Entrer dans une famille en cours de route, c’est bien plus compliqué. Cet été, je suis entrée dans une famille, dont je connaissais certains morceaux depuis plusieurs années, mais que je ne connaissais pas dans sa dynamique de groupe. Je commence à appréhender, à force d’observation, les joies et les peines qui ont lié et continuent à lier cette famille, ma famille d’adoption. Mais cette fois-ci, je suis entrée dans l’intime, dans une maison de famille transmise depuis des générations. J’ai pu entendre les nombreuses histoires (romancées ou non ?) sur l’arrivée de ma famille d’adoption dans ce petit coin perdu du Lot.

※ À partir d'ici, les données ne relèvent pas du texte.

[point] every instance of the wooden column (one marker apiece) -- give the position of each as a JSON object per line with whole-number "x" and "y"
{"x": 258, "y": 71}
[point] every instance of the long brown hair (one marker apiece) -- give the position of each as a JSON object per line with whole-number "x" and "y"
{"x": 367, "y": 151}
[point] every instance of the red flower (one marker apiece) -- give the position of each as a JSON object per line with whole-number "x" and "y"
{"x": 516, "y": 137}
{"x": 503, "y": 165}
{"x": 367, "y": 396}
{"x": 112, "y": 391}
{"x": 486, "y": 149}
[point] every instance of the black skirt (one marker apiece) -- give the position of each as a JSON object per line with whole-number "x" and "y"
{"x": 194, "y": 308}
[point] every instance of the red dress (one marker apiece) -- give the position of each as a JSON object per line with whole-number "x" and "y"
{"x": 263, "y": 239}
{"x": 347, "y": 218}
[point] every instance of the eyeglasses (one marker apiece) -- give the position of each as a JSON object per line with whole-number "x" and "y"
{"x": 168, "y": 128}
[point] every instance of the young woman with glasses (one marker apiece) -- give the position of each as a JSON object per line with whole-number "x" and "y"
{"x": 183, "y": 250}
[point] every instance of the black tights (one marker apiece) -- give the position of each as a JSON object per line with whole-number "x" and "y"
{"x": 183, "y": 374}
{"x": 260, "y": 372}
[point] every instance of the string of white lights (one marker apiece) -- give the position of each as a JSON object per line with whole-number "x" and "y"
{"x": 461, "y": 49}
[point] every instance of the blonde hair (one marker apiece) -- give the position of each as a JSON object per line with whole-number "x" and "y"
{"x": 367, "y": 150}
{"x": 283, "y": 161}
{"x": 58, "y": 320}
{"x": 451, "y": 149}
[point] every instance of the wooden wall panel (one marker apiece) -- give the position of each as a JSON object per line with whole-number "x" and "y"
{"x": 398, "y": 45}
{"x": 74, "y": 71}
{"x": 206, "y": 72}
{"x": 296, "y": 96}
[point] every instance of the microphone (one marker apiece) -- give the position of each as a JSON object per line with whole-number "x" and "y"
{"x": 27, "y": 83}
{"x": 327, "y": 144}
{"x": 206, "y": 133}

Dans les années 30, des tantes ruinées par les emprunts russes, ont atterri ici, par hasard, en recherchant une terre promise leur permettant de continuer à vivre. Et pourtant, cette maison qui grince a vu passer bien d’autres familles avant celle-ci ! Nous ne sommes que des passagers.
Je suis entrée dans une maison qui a déjà vu grandir bien d’autres générations avant celle des enfants en culotte courte qui emplissent actuellement le jardin de leurs cris. J’essaye d’imaginer la vie ici, au milieu du 20e siècle, sans eau courante, sans électricité. J’observe chaque recoin, chaque lame de plancher bien usée, parfois couverte par la poussière, en m’arrêtant sur les photos de famille qui trônent sur le manteau de la cheminée.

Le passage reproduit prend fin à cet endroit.